Gold is Nome’s claim to fame, but the mining is not done in the nearby creeks and rivers so much as in the wide, shallow and sandy-bottomed bay just to the south. Thus, instead of fishing boats, the harbor is chockablock with dredges of all sorts. Most are small, home-built contraptions that look barely fit enough to sink properly. A few are large, gangly barges that follow the same theme.

One of my first sights (sorry, I was too arrested to take a photo) was a fight along the wharf between a small dredge owner and his wife. It was a screaming match that lasted hours. Take after take with the lone cameraman moving between the dredges and the wharf for clever angles.

Another famous descriptor is that “in Nome you will find more bars than churches.” I did not attempt a count, as such, but I discovered on my hike only three churches whereas on the town’s main drag, a person could stagger from one bar to the other without becoming overly winded.

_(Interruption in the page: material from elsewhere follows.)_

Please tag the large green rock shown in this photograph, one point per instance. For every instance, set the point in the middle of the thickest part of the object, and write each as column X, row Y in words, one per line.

This article was syndicated from The Figure 8 Voyage


  1. Ted

    The three story building in image three is interesting, it appears seriously out of plumb. Wondered if you had noted that and its precarious aspect in contrast to the shipshape nature of your successful journey.

  2. Michael Thurston

    Congratulations, well done Randal., Last time I saw you was in Nome in 2014
    we got through on Drina.

    What is your next challenge?????

  3. Greg M.

    Mr Reeves
    I Always look forward to reading your latest entries along your epic journey, only recently found how to track your daily progression. (Did a standard “Where’s Waldo now” search on google, substituting your name instead), which led me to the “Follow My Challenge” site.

    I manage to single-hand the northern Lake Huron / North Channel areas as time and weather permit. Although there’s no comparison to your historical voyage, I can relate (somewhat) to the duties & responsibilities you’re encountering every day.

    I can only say that with the enormous fete that you’re undertaking now, if you hailed from Great Britain the Queen would surely dub you into Knighthood for your perseverance and skill to achieve such an amazing task. Quoting from one of my t-shirts “Without fear, there can be no courage”.

    God’s speed, Randall!

  4. John-Francis Mc Dermott

    I’ll bet Randall your trusty steed ( Figure 8 ) will not let you forget anytime soon that you neglected to prominently display her as the prima ballerina of this epic tale of two….

  5. Jim Swickard

    Thanks again for sharing your trip with others. Your writing was excellent and I vicariously made the trip myself…from a comfortable Hacienda in Mexico.